Among other stops was Liberty Square with this obelisk, a Soviet War Memorial commemorating "Liberation Day", April 4th, 1945 when the Soviets forced the Nazis out of Hungary.

This area was also the site of the 1956 uprising against communist rule, and bullet holes can still be seen in this building.

From there we rode across the Chain Bridge to the Buda part of Budapest to Castle Hill. and the many steps up to the Fishermen's Bastion,

From the Terrace there is a spectacular view of the Danube and the Parliament buildings across the water in Pest.

The conical towers of the Fishermen's Bastion served no defensive purpose but are an allusion to the tribal tents of the early Magyars.

There I spied this sad, hooded falcon and his handler who was there to perch on the arm of older children for a price.

Moving along Castle Hill to the Castle itself we can to the beautiful King Matthias Fountain. The legend goes that when King Matthias while was on a hunting trip he wooed Ilonka, who fell desperately in love with him, not knowing that he was the king. When he left suddenly to return to Buda, Ilonka tracked him down and realized who he was. Realizing his rank meant they could never be together, Ilonka committed suicide.

Passing the Royal Palace, we saw that the Raven's Gate which when closed was a map of Budapest.

Leaving the Royal Palace area we passed again the Lions Gate and the Mythical Turul bird which in folktales led the Magyar tribes to settle in the area now known as Hungary.

Our next stop north of the Castle was the tomb of Gull Baba, a Muslim dervish who died in 1541. He is one of the few Turks respected by the people of Hungary and legend says it is he who introduced roses to Budapest.

Our last big stop was Gellert Hill. When King Istvan converted Hungary to Christianity in the year 1000, he brought in Bishop Gellert, a monk from Vienna to tutor his son. Some Magyars however had other ideas. They put the bishop in a barrel, drove in long nails from the outside and rolled the barrel down the hill, causing his death. Gellert became the patron saint of Budapest and gave his name to the hill that killed him.
The view from the top of Gellert Hill was spectacular, a panorama of the Danube River and both parts of the city.

At the top, past the craft booths was the fortress and the last holdout of the Germans in WWII. The Hills here, and on Castle hill, are laced with limestone caves, making it extremely difficult to oust the enemy. Remaining there were guns left by the German forces.

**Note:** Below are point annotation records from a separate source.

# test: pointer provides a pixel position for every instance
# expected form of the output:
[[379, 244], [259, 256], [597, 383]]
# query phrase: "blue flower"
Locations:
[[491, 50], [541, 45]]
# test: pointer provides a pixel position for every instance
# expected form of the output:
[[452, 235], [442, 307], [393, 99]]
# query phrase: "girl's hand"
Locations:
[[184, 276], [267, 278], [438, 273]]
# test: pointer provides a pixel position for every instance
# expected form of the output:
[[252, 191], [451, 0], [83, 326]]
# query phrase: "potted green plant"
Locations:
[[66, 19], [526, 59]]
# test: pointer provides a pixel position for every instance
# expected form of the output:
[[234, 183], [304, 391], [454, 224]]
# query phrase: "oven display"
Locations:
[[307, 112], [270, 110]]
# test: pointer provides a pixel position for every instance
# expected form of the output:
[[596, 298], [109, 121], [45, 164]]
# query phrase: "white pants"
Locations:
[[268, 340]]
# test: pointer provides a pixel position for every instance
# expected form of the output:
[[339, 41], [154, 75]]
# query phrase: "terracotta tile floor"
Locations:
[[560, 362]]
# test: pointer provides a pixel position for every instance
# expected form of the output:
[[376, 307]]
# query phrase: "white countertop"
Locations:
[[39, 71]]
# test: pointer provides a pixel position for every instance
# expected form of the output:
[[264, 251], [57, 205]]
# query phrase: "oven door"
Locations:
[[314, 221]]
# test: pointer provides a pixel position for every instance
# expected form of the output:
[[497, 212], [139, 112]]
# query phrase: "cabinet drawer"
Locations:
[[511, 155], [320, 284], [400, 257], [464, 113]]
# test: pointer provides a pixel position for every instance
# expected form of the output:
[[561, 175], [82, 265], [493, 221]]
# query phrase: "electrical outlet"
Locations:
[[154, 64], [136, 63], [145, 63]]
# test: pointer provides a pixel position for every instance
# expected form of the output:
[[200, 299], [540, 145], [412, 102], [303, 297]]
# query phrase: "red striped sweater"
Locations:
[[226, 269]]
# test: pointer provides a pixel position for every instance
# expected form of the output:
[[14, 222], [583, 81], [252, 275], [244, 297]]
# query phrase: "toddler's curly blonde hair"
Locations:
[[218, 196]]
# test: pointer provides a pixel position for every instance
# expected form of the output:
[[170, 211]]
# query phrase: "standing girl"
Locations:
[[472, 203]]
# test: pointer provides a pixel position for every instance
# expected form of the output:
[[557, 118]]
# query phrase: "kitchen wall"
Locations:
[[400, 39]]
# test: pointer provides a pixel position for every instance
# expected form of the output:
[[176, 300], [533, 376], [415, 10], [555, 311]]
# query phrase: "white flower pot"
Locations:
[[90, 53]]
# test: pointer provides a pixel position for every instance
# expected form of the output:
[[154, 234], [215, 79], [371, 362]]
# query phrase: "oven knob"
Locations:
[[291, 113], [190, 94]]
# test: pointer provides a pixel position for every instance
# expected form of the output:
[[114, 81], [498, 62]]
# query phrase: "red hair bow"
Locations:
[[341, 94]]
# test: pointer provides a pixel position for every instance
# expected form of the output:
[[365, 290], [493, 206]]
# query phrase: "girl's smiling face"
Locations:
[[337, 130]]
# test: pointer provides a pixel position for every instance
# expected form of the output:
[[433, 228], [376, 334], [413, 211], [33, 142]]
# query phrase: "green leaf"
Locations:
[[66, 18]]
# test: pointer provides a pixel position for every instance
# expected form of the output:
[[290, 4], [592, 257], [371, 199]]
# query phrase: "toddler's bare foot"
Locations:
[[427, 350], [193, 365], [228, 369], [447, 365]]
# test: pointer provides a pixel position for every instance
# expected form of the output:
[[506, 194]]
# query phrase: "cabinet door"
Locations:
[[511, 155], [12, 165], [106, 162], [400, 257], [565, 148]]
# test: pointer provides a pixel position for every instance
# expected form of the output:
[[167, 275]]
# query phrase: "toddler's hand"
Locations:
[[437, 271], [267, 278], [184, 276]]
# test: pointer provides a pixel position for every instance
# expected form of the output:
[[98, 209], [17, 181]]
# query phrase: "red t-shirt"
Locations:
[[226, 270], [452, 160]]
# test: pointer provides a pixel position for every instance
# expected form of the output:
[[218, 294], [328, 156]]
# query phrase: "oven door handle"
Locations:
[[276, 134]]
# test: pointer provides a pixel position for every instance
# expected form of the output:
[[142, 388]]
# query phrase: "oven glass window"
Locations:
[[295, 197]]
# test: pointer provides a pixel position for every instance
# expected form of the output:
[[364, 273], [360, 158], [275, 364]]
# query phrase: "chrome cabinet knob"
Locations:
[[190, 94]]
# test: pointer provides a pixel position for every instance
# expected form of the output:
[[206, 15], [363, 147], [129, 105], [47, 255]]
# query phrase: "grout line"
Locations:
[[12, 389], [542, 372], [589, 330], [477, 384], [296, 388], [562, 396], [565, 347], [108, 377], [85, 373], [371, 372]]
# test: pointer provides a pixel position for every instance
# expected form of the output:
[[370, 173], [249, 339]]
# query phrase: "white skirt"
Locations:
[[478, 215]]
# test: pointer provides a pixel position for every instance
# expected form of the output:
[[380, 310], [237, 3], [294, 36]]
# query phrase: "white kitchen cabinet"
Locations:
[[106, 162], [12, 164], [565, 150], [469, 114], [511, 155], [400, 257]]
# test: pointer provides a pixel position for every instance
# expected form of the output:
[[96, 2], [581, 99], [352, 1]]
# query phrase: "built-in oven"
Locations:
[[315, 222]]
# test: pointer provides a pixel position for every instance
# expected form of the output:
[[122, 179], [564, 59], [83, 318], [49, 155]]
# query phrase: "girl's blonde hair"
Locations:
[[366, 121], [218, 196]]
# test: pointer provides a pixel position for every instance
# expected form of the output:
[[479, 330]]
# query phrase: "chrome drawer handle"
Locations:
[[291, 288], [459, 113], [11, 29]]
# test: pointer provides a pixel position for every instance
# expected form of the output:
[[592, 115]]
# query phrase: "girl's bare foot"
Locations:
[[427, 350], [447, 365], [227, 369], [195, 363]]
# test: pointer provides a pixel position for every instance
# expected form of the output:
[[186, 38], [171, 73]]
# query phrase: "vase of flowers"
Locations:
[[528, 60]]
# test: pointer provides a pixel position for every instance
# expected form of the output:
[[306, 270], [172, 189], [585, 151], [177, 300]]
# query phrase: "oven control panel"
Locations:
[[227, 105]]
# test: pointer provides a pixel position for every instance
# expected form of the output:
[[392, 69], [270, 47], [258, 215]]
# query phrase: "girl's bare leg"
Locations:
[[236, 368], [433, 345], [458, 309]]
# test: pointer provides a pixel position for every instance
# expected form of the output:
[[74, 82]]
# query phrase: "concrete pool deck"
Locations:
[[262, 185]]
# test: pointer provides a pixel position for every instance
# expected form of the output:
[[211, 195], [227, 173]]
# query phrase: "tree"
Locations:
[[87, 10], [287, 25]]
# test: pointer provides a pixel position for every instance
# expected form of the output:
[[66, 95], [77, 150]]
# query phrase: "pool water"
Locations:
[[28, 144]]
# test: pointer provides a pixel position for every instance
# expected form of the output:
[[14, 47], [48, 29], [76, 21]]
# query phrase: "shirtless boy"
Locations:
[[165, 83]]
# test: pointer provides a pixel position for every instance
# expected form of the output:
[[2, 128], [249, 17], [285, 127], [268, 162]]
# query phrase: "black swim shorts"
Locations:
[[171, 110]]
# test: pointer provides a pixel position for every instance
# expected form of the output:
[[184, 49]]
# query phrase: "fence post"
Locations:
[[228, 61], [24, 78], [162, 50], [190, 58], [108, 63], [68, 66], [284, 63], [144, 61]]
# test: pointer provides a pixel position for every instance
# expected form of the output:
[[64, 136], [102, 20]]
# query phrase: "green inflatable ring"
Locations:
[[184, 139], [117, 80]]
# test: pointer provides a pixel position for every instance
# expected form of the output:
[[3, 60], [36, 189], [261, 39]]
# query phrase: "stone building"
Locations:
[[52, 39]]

The hill is crowned by the Liberation Monument, a statue of a woman holding aloft a palm branch (named by locals "the big can opener"), and this one representing the battle with evil.

On the walk back down the hill we passed posters depicting the history of Budapest, including this photo of the destruction of the Chain Bridge done by the Germans to prevent the Allies from reaching them up on Castle and Gellert Hills.

Lastly we visited the Cave Church near the bottom of Gellert Hill. The communists bricked up the church when they came to power, but it again open to the public.

While service was not being held at the time we visited, the organist was practicing and the sound within the cave was beautiful.

Leaving Susi we wandered around Center Pest for a time, had a late lunch and returned tired to out hotel.